Abordar a temática da gênese da identidade de gênero parece ser a princípio uma contra-ordem num momento em que a luta pelo fim da homofobia e pelo direito dos cidadãos à diversidade sexual tem sido uma bandeira de muitos. Assim, tratar desse tema é evocar calorosas discussões que trazem à tona resquícios de distintas pré-concepções. Mas, quais seriam as tensões que disparariam as rotas de colisão? Por um lado temos os cientistas sociais que, com parco conhecimento de psicanálise, julgam que ela é uma ciência moralista e preconceituosa, e que só poderia se interessar pela gênese da sexualidade para tentar perpetuar a lógica binária dominante.
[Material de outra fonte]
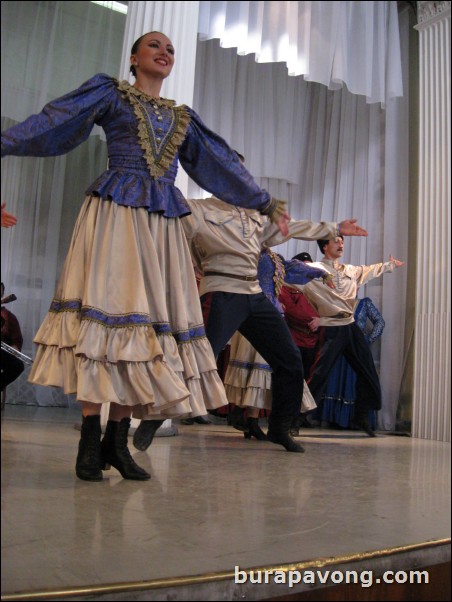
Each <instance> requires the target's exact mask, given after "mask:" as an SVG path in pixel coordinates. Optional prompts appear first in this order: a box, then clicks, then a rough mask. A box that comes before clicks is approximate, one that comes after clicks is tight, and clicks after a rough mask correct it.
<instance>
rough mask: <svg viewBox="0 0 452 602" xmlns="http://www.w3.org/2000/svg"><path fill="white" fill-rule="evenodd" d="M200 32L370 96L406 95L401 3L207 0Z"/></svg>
mask: <svg viewBox="0 0 452 602" xmlns="http://www.w3.org/2000/svg"><path fill="white" fill-rule="evenodd" d="M199 34H200V39H201V40H211V39H213V38H218V39H219V40H220V46H221V47H222V48H230V47H235V48H237V52H238V54H240V55H246V54H254V55H255V59H256V61H257V62H259V63H277V62H283V63H285V65H286V69H287V72H288V74H289V75H302V76H303V77H304V79H305V80H306V81H313V82H318V83H321V84H324V85H325V86H327V87H328V88H329V89H330V90H337V89H339V88H340V87H342V84H344V83H345V85H346V86H347V88H348V89H349V90H350V91H351V92H352V93H354V94H361V95H363V96H365V97H366V98H367V100H368V102H371V103H373V102H380V103H383V104H386V102H388V101H389V99H391V98H394V97H397V96H402V94H403V88H402V75H401V62H400V44H399V28H398V16H397V2H281V1H280V0H278V1H275V2H200V18H199Z"/></svg>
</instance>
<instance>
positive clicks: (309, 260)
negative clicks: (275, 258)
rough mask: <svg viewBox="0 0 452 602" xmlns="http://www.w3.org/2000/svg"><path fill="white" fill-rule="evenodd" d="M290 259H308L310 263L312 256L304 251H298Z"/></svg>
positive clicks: (299, 260)
mask: <svg viewBox="0 0 452 602" xmlns="http://www.w3.org/2000/svg"><path fill="white" fill-rule="evenodd" d="M292 259H298V261H310V262H311V263H312V257H311V256H310V255H309V253H306V252H304V253H298V255H295V257H292Z"/></svg>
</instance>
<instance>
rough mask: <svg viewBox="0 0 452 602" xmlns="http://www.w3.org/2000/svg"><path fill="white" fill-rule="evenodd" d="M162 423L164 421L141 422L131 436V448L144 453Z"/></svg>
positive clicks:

Por outro lado, o dos psicanalistas, o desconhecimento recai sobre a falta de estudos sociais e políticos que poderiam ajudá-los a identificar no seu corpus teórico, os pontos obsoletos. Tais querelas tendem a jogar uma cortina de fumaça sobre um dos vetores mais importantes da discussão: o sofrimento psíquico das crianças com questões de identidade de gênero. O presente estudo pretende esboçar o grande desafio que aguarda a clínica psicanalítica, qual seja, o de reconhecer que o clássico modelo edipiano não responde mais por muitas construções identitárias. Afinal, diante das mudanças culturais do século XXI, que trazem em seu bojo a criação do gênero neutro e a composição de pares parentais formados por sujeitos do mesmo sexo, a Psicanálise precisa reconhecer o quanto está despreparada: do ponto de vista teórico, porque os conceito de narcisismo e identificação já eram seus pontos frágeis; e do ponto de vista clínico, porque há no mercado pelo menos duas gerações de analistas que tiveram sua constituição identitária forjada dentro do modelo binário (com sua cobrança de coerência entre anatomia, identidade de gênero, desejo e prática sexual). Apesar desses desafios precisarem ser enfrentados com urgência, a Psicanálise não pode se deixar calar, uma vez que tem muito a dizer sobre o montante de angústia daqueles que, no emaranhado dos primórdios da sua constituição psíquica, se sentem aprisionados pela sexualidade normativa. A fim de ilustrar esse argumento apresentaremos fragmentos clínicos da análise de uma criança, numa época em que seu inconsciente ainda estava em vias de constituição, e que nos permitem observar a pertinência da assertiva de Bleichmar (2000) de que a enunciação de gênero se inscreve na identidade nuclear do ego, antes mesmo que a criança reconheça sua correlação com a genitalidade.


Palavras-chave: gênero; sexualidade infantil; identidade sexual; homofobia.